如何使用 Python 请求提交带有不可见 reCAPTCHA 的表单?

How to use Python Requests to submit a form with invisible reCAPTCHA?

我想使用 Python 发送匿名电子邮件。我使用一个名为 emkei.cz 的在线匿名电子邮件发送工具。我想以编程方式使用相同的工具。

如何在网站上填写该表格 (emkei.cz) 并提交以使用 python-requests 发送匿名电子邮件?

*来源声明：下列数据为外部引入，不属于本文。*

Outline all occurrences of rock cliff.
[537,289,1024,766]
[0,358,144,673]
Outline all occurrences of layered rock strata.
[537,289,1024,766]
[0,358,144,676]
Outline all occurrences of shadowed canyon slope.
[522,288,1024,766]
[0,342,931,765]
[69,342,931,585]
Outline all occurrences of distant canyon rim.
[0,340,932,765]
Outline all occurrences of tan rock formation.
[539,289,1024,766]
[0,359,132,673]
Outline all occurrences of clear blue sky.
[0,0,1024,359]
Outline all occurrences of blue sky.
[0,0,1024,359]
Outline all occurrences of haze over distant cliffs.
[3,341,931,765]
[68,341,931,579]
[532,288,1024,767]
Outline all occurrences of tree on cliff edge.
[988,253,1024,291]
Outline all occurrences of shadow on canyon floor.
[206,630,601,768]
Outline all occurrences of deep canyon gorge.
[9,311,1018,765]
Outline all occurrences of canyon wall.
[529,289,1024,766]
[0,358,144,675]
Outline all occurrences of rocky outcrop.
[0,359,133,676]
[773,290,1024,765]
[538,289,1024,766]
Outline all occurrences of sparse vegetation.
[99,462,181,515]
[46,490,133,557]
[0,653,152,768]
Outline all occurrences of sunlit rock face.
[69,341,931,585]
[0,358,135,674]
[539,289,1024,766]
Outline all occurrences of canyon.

我不想使用 seleniummechanize 之类的东西,因为它们很慢(即使我 运行 selenium 没有头绪)并且不需要我可以通过请求模拟的基本 HTML 形式。

我试过的

我在 Microsoft Edge 开发者工具的网络选项卡中填写了表格并检查了提交表格时提出的请求。 我尝试使用 Python.

中的 requests 库来模拟这些请求

邮件发送成功。我还记下了 headers 和有效负载(数据)。 我用相同的表单值编写了一个简单的 Python 脚本,试图发送邮件。 但是,它没有用。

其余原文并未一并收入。